Franco Matacotta: il poeta che innovò la lirica del secondo dopoguerra

di Riccardo Renzi[i]

Racchiudere in un unico testo critico la complessità di un intellettuale come Franco Matacotta, che spaziò dalla poesia al giornalismo, alla fine critica letteraria, è impresa assai ardua.

Matacotta nacque a Fermo l’11 ottobre 1916 da una famiglia di modeste condizioni economiche. L’amore per la letteratura e la poesia furono presenti in lui fin dalla tenera età, in particolare prediligeva i classici greci, che lesse e tradusse. All’età di sedici anni iniziò a collaborare al periodico L’Araldo, in cui pubblicò l’articolo Cultura fascista e la poesia Per i fatti di Traù. Nel 1935 conseguì la maturità e nel novembre dello stesso anno si iscrisse alla facoltà di lettere e filosofia di Roma, frequentandone i corsi tenuti, tra gli altri, da Gentile, Toesca e Sapegno. Fu fin da subito affascinato dalla figura di Giovanni Gentile, anche se il suo ardore per il fascismo durò ben poco[ii]. Agli inizi del secondo anno Accademico, conobbe di persona Rina Faccio, pseudonimo di Sibilla Aleramo, scrittrice celebre all’epoca, con la quale aveva avuto un fitto scambio epistolare, e con la quale iniziò un rapporto che, a fasi alterne, proseguì almeno fino alla fine degli anni Quaranta, e che la scrittrice nel suo Diario definì un «amore insolito», essendo lei già anziana[iii].

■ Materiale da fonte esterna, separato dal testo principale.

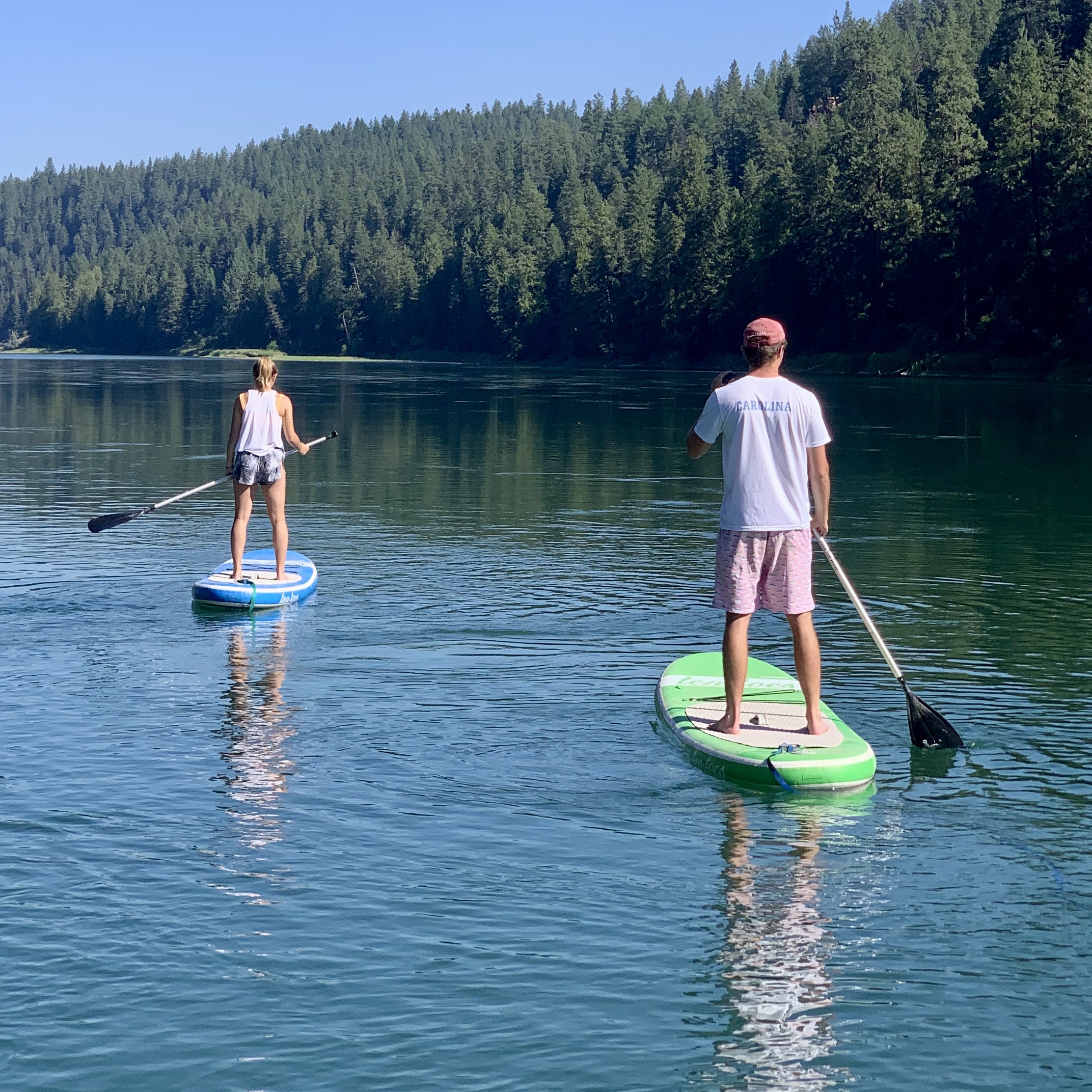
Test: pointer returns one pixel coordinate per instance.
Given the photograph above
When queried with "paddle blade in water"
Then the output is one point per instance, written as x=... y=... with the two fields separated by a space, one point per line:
x=113 y=520
x=928 y=728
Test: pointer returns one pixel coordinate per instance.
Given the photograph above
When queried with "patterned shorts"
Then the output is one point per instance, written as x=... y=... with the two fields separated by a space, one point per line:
x=257 y=470
x=769 y=571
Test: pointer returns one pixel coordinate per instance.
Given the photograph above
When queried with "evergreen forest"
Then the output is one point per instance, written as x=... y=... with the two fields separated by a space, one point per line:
x=921 y=181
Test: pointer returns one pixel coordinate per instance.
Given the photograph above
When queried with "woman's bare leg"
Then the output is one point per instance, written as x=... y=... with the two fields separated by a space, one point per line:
x=274 y=505
x=244 y=504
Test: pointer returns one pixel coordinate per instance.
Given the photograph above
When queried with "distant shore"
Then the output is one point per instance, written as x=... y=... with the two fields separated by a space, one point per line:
x=899 y=364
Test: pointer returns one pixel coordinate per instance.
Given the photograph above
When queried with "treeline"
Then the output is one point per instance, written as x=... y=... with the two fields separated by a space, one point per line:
x=923 y=181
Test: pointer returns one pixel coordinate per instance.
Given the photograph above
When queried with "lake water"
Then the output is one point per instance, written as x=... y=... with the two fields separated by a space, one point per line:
x=423 y=834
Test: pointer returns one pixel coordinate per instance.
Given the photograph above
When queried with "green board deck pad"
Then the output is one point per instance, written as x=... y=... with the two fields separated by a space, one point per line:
x=773 y=746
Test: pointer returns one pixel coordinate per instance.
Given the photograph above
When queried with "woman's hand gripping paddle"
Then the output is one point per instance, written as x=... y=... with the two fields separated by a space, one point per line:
x=116 y=519
x=928 y=728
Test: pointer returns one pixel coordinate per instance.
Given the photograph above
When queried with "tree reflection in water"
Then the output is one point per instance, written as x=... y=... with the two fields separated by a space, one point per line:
x=774 y=956
x=256 y=728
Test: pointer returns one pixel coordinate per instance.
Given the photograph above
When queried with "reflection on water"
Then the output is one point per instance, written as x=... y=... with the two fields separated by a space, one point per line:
x=774 y=960
x=257 y=725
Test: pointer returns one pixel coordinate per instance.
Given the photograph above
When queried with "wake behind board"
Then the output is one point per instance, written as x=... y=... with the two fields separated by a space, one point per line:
x=259 y=587
x=690 y=699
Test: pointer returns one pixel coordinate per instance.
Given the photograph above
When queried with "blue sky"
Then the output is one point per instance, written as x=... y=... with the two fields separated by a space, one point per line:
x=123 y=80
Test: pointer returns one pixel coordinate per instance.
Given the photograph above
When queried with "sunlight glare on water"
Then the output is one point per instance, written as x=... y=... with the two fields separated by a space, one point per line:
x=423 y=832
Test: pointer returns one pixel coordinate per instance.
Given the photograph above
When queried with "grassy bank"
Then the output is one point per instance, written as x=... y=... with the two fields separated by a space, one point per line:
x=901 y=363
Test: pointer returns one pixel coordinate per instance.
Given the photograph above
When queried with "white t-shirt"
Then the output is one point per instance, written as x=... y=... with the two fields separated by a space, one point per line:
x=768 y=426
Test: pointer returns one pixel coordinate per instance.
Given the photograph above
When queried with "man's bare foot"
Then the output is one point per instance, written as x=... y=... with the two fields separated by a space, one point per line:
x=825 y=725
x=727 y=725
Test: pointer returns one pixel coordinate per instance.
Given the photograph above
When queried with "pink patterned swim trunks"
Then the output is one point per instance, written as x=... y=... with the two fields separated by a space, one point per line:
x=769 y=571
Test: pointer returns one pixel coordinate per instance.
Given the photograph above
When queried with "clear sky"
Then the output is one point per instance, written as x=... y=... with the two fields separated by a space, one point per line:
x=124 y=80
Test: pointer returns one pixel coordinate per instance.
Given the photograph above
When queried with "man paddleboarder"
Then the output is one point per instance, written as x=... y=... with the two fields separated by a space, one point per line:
x=774 y=447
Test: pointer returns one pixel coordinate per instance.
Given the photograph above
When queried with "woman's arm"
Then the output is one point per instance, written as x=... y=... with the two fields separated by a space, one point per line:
x=290 y=427
x=233 y=437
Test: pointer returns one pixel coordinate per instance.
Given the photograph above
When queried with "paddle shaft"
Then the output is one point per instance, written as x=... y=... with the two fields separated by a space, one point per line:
x=865 y=617
x=189 y=493
x=226 y=478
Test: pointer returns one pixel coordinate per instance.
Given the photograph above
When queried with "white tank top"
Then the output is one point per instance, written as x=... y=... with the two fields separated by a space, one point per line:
x=260 y=433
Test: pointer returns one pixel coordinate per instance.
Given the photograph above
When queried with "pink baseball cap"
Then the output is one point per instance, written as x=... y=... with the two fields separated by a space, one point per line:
x=764 y=332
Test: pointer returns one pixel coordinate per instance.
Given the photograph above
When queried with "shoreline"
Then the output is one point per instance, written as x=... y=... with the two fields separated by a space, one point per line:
x=896 y=365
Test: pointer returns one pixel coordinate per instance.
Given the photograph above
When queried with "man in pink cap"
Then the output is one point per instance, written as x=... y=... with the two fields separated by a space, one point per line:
x=774 y=447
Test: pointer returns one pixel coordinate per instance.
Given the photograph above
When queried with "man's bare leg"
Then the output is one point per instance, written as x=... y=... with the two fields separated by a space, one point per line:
x=734 y=650
x=808 y=669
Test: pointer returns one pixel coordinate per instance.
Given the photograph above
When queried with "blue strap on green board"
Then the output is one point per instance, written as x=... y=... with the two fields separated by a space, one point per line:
x=777 y=773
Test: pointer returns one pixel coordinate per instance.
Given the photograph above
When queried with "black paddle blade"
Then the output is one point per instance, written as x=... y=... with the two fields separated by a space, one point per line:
x=113 y=520
x=928 y=728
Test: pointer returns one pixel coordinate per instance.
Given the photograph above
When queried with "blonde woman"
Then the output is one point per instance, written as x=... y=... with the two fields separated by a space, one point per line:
x=255 y=454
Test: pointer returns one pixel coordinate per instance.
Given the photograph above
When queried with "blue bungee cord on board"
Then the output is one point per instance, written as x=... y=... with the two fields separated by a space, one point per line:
x=783 y=749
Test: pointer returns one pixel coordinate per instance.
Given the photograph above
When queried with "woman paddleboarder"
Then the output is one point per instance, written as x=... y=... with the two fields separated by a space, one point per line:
x=255 y=455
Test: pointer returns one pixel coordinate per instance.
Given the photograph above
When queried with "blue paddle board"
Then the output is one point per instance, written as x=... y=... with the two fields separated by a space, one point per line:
x=259 y=587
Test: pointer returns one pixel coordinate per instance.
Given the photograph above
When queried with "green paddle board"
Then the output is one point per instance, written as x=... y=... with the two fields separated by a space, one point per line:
x=773 y=742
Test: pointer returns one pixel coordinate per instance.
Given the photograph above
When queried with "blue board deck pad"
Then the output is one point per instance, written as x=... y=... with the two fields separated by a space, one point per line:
x=259 y=587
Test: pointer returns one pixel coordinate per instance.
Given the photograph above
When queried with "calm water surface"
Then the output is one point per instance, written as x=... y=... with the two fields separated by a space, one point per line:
x=423 y=834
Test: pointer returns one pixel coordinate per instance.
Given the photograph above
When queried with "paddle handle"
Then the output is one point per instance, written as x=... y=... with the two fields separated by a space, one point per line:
x=221 y=481
x=855 y=600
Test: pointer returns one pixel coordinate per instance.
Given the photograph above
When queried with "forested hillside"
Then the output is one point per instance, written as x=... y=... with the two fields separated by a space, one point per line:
x=923 y=179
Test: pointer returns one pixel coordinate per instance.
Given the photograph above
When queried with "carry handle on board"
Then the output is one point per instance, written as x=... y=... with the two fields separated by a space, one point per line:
x=116 y=519
x=928 y=727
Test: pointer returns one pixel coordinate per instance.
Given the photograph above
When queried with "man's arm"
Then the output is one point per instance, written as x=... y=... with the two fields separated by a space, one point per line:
x=819 y=480
x=696 y=447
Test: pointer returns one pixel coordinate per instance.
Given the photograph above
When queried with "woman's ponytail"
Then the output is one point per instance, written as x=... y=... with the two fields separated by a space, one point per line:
x=265 y=374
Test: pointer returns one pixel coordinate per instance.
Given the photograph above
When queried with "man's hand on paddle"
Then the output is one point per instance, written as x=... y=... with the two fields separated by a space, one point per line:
x=819 y=480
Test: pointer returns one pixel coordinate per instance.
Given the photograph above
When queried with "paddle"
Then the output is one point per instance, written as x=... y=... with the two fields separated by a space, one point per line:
x=928 y=728
x=116 y=519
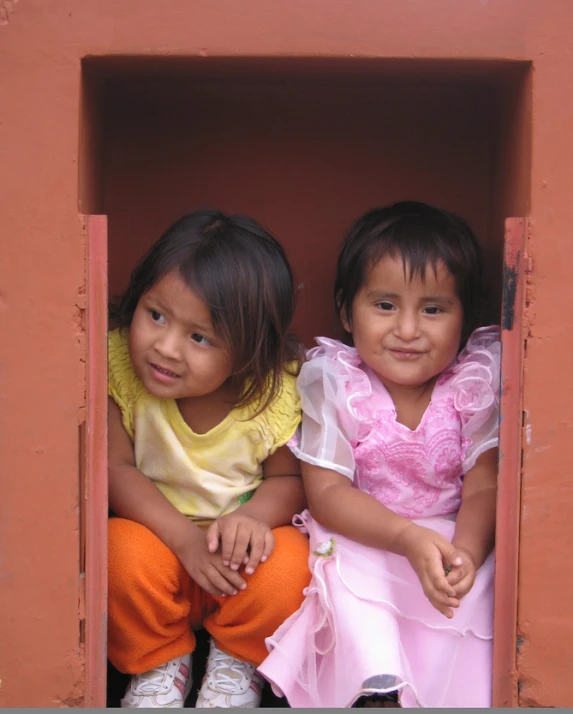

Possiamo tranquillamente affermare che questo incontro, dal punto di vista intellettuale, fu uno dei più determinanti nell’esperienza dello scrittore fermano, in quanto fu lei a fargli scoprire D. H. Lawrence, Colette, P. Valéry, O. Khayyam, e George Sand, e gli permise di studiare gli inediti di Dino Campana, che la stessa Aleramo custodiva, avendo avuto una relazione con il poeta[iv]. Matacotta rimase folgorato dalla poesia di Campana e da quegli inediti ne fece varie versioni critiche che pubblicò dapprima in Prospettive, poi nel volume D. Campana, Taccuino, a cura di Franco Matacotta, Fermo, Edizioni Amici della Poesia, 1949 [v].

Sibilla Aleramo (1919)

La scrittrice inoltre introdusse Matacotta nell’ambiente letterario e artistico romano, fu lei a presentargli Cecchi, Bontempelli, Alvaro, Moravia, Malaparte, Zavattini, Guttuso e Fazzini. La figura di Sibilla Aleramo fu importante per tutto l’ambiente intellettuale fermano di quegli anni, poiché come ci dice Domenico Pupilli, testimone di seconda generazione di quella temperie culturale, essa fece quasi da «madrina a quei ragazzi fermani»[vi], Franco[vii], Gino[viii], Pino[ix] e Alvaro[x]. Sibilla spesso ospita questi ragazzi fermani amici del “suo” Franco nella sua soffitta: «Roma 21 gennaio, sera. Esattamente dopo un mese di accampamento qui nella soffitta, i due giovani han potuto oggi andare ad abitare in uno studio ceduto a loro da un amico»[xi]. I ragazzi in questione sono Gino Mecozzi e Giuseppe Brunamontini. Sibilla conosceva bene gli amici di Franco e l’ambiente intellettuale fermano, così scrisse del suo viaggio a Fermo nel settembre del 1944: «Giovani poeti che sono venuti a farmi visita qui nello studio di Franco. Con i fiori avevano mandato opuscoli di loro versi: per lo più di derivazione della scuola “ermetica”, Montale, Quasimodo… Più tardi imiteranno Franco […] ma è commovente questo amore per la poesia che in questi piccoli centri si perpetua nonostante la guerra»[xii]. Sibilla dunque conosce Fermo, e della piccola città collinare sente un insieme di fascino e insoddisfatta attrazione; come quando – svanito il lungo rapporto con Franco – passa in treno tra San Benedetto e Ancona, e annota, il 17 maggio del 1949: «in alto, sul poggio, poco fa, Fermo: la mia ultima illusione, Franco…»[xiii]. In lei l’amore per Franco fu sempre forte, sino alla morte, pur essendo conscia del grande divario d’età e dell’infattibilità della relazione stessa. Anni prima passando attraverso le terre marchigiane così le descriveva: «Lontano sorgeva una doppia catena di altezze, colline dinanzi, dietro gli Appennini. Borgate in cima a qualche poggio si sporgevano, evocando il Medioevo con le loro cinte merlate, con le casette brune raggruppate intorno a qualche campanile aguzzo. La campagna e il mare erano talora abbaglianti»[xiv]. Sibilla amò profondamente il Fermano e come ci dice in Dal mio diario 1940-1944, Franco rappresentava quel territorio, quella ruralità e quella poetica intrinseca dei luoghi.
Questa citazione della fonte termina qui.